Review: SPLINTERED, VAULT Festival
5.0stars

“Carnival is gay as shit!” grins the MC of Lagahoo’s glittering cabaret of Caribbean queerness. SPLINTERED, which comes to the VAULT Festival after a successful run at Edinburgh Fringe, is every bit as joyful and defiant as it is moving. The show, written and directed by Emily Aboud, is a celebration of carnival and what it means for queer womxn in Trinidad & Tobago, mixing verbatim interviews with dancehall beats and glitter. It’s a party but it’s political; in between the comedy skits and cabaret-style acts, Aboud earnestly asks us whether religion, colonialism or dancehall music is to blame for the homophobia in the Caribbean, and how do those at risk survive? Whether you go to carnival every year or have just been introduced to it for the first time, SPLINTERED is a party where everybody is free and everybody is welcome, no matter who you are or how you identify.

This form-breaking show is driven by the ensemble cast of Alice Vilanculo, Chante Faucher and Charlotte Dowding as our energetic party hosts. They bounce off one another with ease and their energy on stage compliments the show’s chaotic, free-spirted energy well. One of my favourite, if bizarre devices, SPLINTERED uses is the ceremonial passing of a vodka shot in a mooncup between our hosts (because, as Faucher tells us, what else would MC stand for, right?). 

It’s fair to say that humour is at the heart of this production. Aboud’s writing really captures the defiant spirit of carnival, which originated as an anti-establishment protest against British and French colonialism in the Caribbean.
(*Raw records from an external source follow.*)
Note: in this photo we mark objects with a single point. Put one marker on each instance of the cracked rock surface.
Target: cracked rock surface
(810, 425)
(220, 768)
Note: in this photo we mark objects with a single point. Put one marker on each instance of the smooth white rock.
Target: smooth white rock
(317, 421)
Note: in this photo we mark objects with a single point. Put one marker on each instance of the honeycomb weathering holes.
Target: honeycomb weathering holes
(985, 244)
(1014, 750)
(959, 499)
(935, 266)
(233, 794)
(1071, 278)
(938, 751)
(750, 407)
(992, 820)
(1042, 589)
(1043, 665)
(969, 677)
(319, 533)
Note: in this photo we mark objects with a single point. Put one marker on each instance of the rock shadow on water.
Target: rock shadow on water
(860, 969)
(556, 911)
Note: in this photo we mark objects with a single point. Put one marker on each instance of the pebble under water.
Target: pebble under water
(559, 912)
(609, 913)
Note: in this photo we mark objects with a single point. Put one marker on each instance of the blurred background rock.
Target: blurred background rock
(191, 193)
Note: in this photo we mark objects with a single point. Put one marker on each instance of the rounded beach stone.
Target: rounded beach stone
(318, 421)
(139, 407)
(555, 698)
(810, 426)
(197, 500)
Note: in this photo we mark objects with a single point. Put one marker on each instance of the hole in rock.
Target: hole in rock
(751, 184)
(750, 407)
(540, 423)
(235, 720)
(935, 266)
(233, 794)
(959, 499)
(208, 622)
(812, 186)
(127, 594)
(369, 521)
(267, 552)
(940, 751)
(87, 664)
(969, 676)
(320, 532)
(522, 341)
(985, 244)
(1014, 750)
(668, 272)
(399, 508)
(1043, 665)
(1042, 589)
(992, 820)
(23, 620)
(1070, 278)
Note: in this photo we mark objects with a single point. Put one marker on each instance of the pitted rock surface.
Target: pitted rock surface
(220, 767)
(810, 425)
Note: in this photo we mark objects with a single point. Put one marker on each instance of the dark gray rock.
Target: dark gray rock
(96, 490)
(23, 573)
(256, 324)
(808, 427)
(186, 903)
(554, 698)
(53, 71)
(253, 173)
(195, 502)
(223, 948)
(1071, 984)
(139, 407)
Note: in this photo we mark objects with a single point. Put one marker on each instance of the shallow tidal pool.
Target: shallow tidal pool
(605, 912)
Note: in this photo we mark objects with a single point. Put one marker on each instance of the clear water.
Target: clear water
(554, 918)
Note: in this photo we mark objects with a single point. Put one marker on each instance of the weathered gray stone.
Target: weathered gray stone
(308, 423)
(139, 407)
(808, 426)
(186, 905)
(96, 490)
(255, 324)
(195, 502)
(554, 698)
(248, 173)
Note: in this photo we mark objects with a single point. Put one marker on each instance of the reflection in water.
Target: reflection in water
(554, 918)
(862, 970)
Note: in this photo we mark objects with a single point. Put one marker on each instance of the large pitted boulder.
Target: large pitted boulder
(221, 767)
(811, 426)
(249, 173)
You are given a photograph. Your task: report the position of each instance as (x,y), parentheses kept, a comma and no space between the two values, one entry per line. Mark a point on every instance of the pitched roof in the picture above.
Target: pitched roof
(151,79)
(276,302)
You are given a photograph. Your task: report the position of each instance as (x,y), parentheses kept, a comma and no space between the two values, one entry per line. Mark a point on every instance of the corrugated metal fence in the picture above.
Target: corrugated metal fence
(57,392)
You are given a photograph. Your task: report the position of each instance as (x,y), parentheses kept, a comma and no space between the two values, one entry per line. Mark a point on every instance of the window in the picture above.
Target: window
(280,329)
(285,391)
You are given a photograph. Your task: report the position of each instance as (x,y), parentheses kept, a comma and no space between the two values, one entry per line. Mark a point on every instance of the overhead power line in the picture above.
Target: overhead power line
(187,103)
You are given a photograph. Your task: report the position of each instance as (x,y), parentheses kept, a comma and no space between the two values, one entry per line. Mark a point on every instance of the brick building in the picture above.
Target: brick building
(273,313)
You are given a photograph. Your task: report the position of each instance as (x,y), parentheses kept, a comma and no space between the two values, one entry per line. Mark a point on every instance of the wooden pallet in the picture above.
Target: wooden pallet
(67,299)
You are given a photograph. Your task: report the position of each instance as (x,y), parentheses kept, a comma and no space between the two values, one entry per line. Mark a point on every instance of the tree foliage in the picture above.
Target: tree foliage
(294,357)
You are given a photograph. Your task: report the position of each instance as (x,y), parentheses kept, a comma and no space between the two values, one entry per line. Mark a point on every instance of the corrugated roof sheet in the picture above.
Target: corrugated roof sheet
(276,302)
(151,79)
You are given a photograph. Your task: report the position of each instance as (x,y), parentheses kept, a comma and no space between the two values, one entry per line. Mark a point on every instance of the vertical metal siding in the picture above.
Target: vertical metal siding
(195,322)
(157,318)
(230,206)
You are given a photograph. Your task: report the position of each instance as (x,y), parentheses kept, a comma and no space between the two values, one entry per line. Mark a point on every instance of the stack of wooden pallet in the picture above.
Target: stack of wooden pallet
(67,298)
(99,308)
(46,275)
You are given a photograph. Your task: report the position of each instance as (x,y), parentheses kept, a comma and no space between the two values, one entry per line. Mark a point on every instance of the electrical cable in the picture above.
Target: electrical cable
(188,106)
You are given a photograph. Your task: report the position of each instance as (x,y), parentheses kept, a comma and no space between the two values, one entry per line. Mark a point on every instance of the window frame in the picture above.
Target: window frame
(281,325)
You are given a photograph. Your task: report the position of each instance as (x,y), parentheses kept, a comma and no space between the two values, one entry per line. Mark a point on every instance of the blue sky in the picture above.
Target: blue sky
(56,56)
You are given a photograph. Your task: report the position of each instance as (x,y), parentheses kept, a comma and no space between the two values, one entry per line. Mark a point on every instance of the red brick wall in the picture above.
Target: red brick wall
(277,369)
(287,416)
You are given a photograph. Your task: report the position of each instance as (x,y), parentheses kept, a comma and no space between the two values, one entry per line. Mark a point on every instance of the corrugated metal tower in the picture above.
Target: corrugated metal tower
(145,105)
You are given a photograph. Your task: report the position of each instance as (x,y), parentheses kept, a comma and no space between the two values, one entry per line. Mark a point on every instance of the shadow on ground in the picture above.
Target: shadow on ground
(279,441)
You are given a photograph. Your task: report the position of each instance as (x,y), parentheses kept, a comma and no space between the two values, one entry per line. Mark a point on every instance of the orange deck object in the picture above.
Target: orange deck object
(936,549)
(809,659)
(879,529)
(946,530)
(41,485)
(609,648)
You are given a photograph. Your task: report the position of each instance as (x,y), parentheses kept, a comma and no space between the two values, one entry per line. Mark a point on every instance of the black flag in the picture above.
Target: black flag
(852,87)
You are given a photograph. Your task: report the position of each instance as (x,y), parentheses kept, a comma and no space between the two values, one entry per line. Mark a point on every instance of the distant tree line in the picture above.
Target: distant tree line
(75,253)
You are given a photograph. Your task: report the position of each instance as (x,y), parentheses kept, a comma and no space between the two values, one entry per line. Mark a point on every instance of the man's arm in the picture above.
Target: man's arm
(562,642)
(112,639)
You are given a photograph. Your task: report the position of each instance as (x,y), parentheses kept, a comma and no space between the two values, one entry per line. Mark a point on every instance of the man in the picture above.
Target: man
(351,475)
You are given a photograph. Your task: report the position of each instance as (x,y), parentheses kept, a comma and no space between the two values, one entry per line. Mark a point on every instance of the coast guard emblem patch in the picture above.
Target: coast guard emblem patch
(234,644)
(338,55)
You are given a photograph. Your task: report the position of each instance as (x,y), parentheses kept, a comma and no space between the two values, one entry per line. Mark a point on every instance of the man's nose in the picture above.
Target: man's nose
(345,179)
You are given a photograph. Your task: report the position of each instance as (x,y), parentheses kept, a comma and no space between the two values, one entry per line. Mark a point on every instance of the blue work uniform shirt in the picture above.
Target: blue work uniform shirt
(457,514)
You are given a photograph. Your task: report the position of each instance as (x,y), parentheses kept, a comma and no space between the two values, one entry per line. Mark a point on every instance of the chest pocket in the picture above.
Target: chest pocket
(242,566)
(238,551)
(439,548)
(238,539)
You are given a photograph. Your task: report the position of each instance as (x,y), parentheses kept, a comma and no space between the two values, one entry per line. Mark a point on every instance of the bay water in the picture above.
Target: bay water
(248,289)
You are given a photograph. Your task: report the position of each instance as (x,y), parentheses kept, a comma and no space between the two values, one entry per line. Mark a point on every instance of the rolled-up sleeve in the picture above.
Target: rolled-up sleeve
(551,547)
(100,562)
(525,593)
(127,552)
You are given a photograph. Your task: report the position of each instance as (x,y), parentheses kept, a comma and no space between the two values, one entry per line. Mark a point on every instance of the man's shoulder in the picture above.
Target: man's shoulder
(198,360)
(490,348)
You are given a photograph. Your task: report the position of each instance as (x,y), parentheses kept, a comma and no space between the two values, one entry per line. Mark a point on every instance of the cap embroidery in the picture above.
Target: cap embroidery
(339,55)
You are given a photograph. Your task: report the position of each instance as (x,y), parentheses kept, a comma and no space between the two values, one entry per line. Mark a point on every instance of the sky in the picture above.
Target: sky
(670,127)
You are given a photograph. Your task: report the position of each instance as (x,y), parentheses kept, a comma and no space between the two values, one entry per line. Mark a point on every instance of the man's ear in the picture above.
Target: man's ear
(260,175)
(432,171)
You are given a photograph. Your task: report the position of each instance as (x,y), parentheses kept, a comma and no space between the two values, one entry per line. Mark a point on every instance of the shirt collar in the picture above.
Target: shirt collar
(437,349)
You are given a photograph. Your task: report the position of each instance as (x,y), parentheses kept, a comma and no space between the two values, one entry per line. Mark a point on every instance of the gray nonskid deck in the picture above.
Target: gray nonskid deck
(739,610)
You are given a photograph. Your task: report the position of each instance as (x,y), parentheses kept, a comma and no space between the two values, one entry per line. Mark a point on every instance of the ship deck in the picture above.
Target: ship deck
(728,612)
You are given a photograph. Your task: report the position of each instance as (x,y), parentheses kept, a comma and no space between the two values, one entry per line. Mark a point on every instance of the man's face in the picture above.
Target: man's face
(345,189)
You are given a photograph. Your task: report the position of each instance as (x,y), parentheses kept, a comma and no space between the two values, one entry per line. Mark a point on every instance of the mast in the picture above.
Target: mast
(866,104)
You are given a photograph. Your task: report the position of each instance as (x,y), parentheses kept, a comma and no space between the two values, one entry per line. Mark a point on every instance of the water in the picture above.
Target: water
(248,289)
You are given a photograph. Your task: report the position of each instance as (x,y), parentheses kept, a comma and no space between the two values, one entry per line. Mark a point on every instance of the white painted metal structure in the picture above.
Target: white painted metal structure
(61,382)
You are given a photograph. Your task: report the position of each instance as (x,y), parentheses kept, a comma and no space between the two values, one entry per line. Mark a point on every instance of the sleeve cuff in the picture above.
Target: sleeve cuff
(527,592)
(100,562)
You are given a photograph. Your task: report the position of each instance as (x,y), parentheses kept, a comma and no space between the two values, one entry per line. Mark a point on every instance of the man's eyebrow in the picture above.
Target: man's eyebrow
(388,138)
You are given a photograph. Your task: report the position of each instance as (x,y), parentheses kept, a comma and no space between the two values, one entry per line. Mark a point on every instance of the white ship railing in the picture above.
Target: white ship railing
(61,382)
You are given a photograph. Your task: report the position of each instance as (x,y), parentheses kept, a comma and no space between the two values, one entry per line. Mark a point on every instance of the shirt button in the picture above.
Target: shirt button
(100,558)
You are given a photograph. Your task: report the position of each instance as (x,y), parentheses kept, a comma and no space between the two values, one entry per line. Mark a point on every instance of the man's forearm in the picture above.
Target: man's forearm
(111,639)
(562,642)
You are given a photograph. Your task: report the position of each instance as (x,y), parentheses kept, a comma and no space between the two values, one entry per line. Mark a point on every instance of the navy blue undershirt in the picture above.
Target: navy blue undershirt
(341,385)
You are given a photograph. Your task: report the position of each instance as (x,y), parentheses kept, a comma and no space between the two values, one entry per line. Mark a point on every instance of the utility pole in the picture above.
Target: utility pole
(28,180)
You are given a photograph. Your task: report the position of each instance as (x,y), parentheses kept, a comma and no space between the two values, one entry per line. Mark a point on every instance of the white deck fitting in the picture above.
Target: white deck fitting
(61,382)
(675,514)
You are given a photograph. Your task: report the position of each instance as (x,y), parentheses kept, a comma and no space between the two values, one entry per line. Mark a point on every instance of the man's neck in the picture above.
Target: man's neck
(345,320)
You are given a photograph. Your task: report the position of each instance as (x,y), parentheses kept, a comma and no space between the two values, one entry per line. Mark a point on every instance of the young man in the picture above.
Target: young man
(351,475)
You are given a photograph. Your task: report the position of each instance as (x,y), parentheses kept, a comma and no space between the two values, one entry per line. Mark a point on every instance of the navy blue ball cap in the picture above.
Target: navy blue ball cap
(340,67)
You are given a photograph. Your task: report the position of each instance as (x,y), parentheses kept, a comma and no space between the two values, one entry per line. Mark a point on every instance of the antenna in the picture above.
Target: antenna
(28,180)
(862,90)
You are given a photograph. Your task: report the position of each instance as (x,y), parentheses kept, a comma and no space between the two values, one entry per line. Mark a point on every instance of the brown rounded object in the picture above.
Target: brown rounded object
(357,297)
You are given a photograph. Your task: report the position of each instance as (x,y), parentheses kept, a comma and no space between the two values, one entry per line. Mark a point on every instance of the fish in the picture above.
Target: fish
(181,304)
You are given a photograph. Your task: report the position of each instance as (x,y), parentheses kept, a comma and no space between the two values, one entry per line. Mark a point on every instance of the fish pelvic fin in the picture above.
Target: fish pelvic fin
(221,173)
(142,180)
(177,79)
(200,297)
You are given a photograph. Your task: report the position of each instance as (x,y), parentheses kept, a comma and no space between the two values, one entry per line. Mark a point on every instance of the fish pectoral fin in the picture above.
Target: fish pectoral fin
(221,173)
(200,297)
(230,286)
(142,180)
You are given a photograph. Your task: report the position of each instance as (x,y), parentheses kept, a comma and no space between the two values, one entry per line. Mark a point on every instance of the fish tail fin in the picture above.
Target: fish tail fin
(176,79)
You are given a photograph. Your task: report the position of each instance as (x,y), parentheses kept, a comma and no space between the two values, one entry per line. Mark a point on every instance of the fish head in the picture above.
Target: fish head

Just as carnival openly rejects and mocks the establishment through partying and humour, Aboud challenges the establishment through theatre. Over the course of the hour, there are pastiches of Shakespeare, Kander & Ebb and even challenges to the idea of traditional play structure as patriarchy. She reminds us that even though carnival is a party, it is and always has been political, and that must not be forgotten.

One of the standout moments for me during SPLINTERED is Vilanculo’s turn as the newly awakened lesbian, Ruby. A recurring act throughout the cabaret, Ruby is a sexy and sophisticated young lady cursed with terrible phone signal. Every so often she comes to the stage to gossip with a friend about a new girlfriend, but gets her wires crossed, to increasingly comic effect. One of the running gags in SPLINTERED is how the most difficult person to come out with is your mother, an experience most queer people can relate to; however, when Ruby finally manages to come out to her mother, the phone line goes dead. Aboud is an expert comic writer, knowing exactly when to undercut the audience and remind them that while there is a lot of joy and humour to be found in the experiences of queer womxn, there is always the underlying current of danger created by cultural homophobia. There are many more moments like this in the show where the performers onstage find joy and humour in the danger they’re in simply for existing as queer womxn, and this only helps to drive SPLINTERED’s message home.

As Dowding reminds us at the end of the show, queer folks in the Caribbean still live in danger and this show isn’t able to safely reach the people who need it most. SPLINTERED is a truly powerful piece of theatre which celebrates queerness in spite of the establishment. It’s an extremely gay party and I urge you to go.